A 14hh pony's mouth isn't going to be THAT small. I had a 4.5 inch bit on my 12.1h welsh and it was a tad on the small side. I would say 5 inch might well be reasonable, but there's really no way to know for sure (what size noseband/flash strap does he take? my anglo has a cob-sized muzzle and takes a 5-5.5 inch bit). Your pony could have a large muzzle for his height, or he could have a small muzzle, and the width of the muzzle where the bit sits is what decides the size of bit the pony needs.

All you can do is try a few bits that you know the sizes of, and post pics of them in the pony's mouth on here. There is a bit size measurer available through an Australian website if you're interested, the website is called Bit Bank Australia and you'll be able to find it if you Google it.


----------



## themacpack

You measure the same way you do for a larger horse.....you can use a piece of rope or hose, try different sized bits or use one of the measuring tools.


----------



## PaintMare

themacpack said:


> You measure the same way you do for a larger horse.....you can use a piece of rope or hose, try different sized bits or use one of the measuring tools.


 
Could you explain how to do that?


----------



## blue eyed pony

You put the rope or hose in the horse's mouth in the same place where you would put the bit, and then you mark where the horse's lips are. Measure the distance between your marks, add 1/4 inch for fixed or protected rings (full cheek, fulmer, d-ring, eggbutt, goldwing[I think that was the name, it has loose rings that are guarded by metal flares off the mouthpiece so it doesn't pinch] etc) and 1/2 inch for loose rings. I think those are the amounts you add? And then it depends on if the bit you want to use has no joints, one joint, or more than one joint. A bit that breaks will need to be bigger because it will sit curved in the horse's mouth, but with two or more joints it won't use up as much size in the curve so you don't have to add as much.

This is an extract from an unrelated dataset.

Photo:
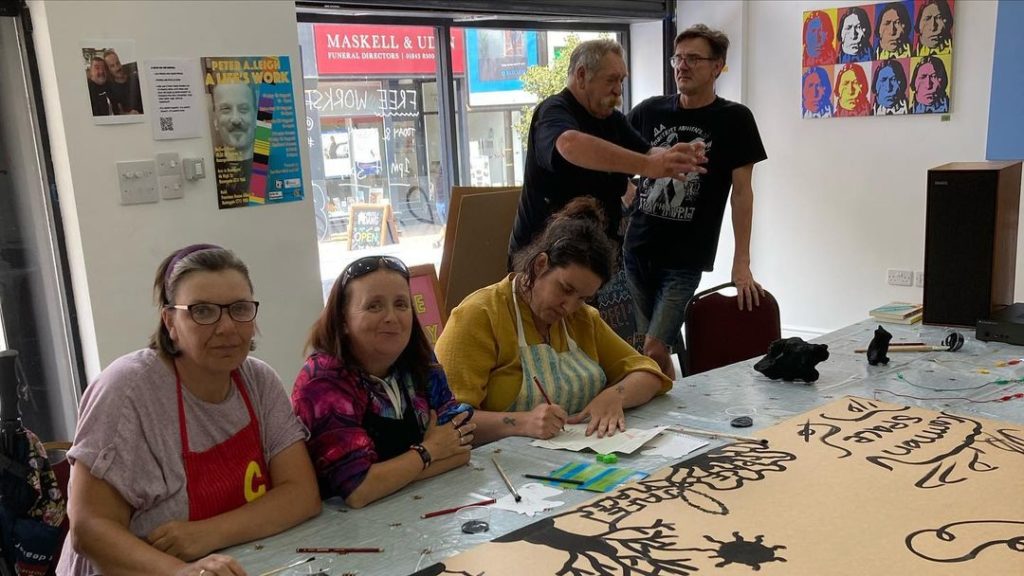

My boy is in a 5 inch nonjointed kimblewick, and a 5.5 inch French link eggbutt... he is 15.1hh but he has Arab in him so he has a kind of smallish muzzle.


----------



## NothingButSmiles

I had a top-of-the-line medium welsh pony mare who wore a cob sized bridle. She rode in a 5in slow twist and every now and then a 5.5in d-ring. It depended on the person riding her, but both bits fit her very nicely.


----------



## themacpack

This is a more complicated approach than I've taken, but sounds like a nifty way to do it:
Measure Your Horse’s Mouth for Proper Bit Sizing | EquiSearch

We have always just used the hose or rope, slipped it into the mouth and marked on both sides where it sits, slipped it out and measured the distance between the marks. I do like the idea above of having it mounted on a headstall as that would make it easy to do as a one-person activity vs. having to try to get it in place, keep it in place and mark on both sides of horse's mouth.


----------



## PaintMare

Okay thanks....I did put my 5 in. bit in his mouth to see. It was maybe 1/2 in to big...so the tack store is ordering a 4 1/2 in. d ring. Hopefully it will fit.


----------